How to persist kafka topics beyond host restart in swarm configuration

I'm using wurstmeister/kafka-docker, and following the swarm configuration in the kafka-docker wiki. Following the general docker instructions, I've added a volume. I discovered that the kafka log dirs is defined in part by the $HOSTNAME (which is the container id, in this network, I believe) if you don't explicitly set it in start-kafka.sh: export KAFKA_LOG_DIRS="/kafka/kafka-logs-$HOSTNAME". Since $HOSTNAME changes between restarts, it would not find the previous logs (this should probably use HOSTNAME_COMMAND?) this would change Since there's only one kafka running per host, I set it to a static value. So my resultant docker-compose-swarm.yml looks like:

version: '3.2'
services:
  zookeeper:
    image: wurstmeister/zookeeper
    ports:
      - "2181:2181"
  kafka:
    image: wurstmeister/kafka:latest
    ports:
      - target: 9094
        published: 9094
        protocol: tcp
        mode: host
    environment:
      HOSTNAME_COMMAND: "docker info | grep ^Name: | cut -d' ' -f 2"
      KAFKA_ZOOKEEPER_CONNECT: zookeeper:2181
      KAFKA_LISTENER_SECURITY_PROTOCOL_MAP: INSIDE:PLAINTEXT,OUTSIDE:PLAINTEXT
      KAFKA_ADVERTISED_LISTENERS: INSIDE://:9092,OUTSIDE://_{HOSTNAME_COMMAND}:9094
      KAFKA_LISTENERS: INSIDE://:9092,OUTSIDE://:9094
      KAFKA_INTER_BROKER_LISTENER_NAME: INSIDE
      #  $HOSTNAME (container ID?) is used by default, that changes, so this, for now:
      KAFKA_LOG_DIRS: "/kafka/kafka-logs/aaa"

    volumes:
      - /var/run/docker.sock:/var/run/docker.sock
      - kafkamount:/kafka
volumes:
  kafkamount:

Basicly, I added the KAFKA_LOG_DIRS, added the kafkamount: named volume and reference it in the kafka service.

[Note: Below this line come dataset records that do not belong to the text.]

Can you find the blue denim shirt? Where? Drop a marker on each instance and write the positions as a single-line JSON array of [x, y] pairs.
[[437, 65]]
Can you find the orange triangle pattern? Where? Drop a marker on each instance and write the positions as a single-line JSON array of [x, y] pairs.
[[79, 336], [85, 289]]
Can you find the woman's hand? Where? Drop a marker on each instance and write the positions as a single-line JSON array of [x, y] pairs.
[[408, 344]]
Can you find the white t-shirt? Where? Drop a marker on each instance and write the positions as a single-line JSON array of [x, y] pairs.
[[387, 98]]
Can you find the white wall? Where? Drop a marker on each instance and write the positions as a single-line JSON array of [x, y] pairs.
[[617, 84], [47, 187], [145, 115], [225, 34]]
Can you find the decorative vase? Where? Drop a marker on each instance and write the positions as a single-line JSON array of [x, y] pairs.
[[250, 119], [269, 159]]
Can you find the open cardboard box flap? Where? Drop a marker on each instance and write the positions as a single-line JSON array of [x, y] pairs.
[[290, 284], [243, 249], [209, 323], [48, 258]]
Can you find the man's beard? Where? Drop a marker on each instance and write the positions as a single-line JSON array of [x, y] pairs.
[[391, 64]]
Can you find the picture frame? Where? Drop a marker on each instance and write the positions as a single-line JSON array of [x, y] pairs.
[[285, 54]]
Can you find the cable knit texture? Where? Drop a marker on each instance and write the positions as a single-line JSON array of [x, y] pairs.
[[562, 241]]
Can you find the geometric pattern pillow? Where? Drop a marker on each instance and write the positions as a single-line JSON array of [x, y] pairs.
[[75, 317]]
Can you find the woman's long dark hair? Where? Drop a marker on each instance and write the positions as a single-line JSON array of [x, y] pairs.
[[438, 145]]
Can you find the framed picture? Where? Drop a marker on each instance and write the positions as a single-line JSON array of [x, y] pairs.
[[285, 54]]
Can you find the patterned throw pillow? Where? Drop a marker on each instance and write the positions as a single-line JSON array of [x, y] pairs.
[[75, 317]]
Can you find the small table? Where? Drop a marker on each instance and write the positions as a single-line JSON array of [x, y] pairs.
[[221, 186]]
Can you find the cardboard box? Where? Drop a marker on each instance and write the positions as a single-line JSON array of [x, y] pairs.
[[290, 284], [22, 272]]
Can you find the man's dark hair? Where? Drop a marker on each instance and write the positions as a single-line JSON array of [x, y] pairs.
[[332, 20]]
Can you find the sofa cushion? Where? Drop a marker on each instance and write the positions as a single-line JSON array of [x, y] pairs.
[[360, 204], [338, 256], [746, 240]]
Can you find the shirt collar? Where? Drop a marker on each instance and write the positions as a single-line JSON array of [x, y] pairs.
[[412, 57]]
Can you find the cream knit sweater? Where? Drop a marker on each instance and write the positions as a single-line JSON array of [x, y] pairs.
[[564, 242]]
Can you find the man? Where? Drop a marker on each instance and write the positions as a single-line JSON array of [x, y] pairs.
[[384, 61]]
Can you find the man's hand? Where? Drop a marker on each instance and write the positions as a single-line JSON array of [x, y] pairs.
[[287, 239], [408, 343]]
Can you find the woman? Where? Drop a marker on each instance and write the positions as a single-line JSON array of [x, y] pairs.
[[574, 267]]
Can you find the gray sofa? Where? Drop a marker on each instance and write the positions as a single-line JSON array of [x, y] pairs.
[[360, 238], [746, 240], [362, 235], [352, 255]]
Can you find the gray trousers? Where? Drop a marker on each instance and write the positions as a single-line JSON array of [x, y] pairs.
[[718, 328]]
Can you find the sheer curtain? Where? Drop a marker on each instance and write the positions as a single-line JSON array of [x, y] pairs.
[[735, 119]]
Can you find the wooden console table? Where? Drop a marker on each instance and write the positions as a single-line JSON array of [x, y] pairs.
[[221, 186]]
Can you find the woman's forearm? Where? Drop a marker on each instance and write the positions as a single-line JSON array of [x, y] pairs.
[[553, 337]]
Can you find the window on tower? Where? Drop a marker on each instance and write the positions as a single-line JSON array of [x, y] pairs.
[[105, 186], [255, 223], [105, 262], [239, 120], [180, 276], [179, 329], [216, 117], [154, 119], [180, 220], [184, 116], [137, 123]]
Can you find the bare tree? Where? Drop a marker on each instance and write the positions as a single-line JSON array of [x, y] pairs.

I deploy the stack to a swarm with three nodes running on docker-machine: dar0, dar1, dar2. I also have a fourth vm, default, that I'm using to test. I test connectivity with:

docker run -i --network host confluentinc/cp-kafkacat kafkacat -b dar0:9094,dar1:9094,dar2:9094  -t test  -P

in one shell, and:

docker run --tty --network host confluentinc/cp-kafkacat kafkacat -b dar0:9094,dar1:9094,dar2:9094 -C  -t test

This all works, and I can see that data is going into /var/lib/docker/volumes/darstack_kafkamount/_data/kafka-logs/aaa.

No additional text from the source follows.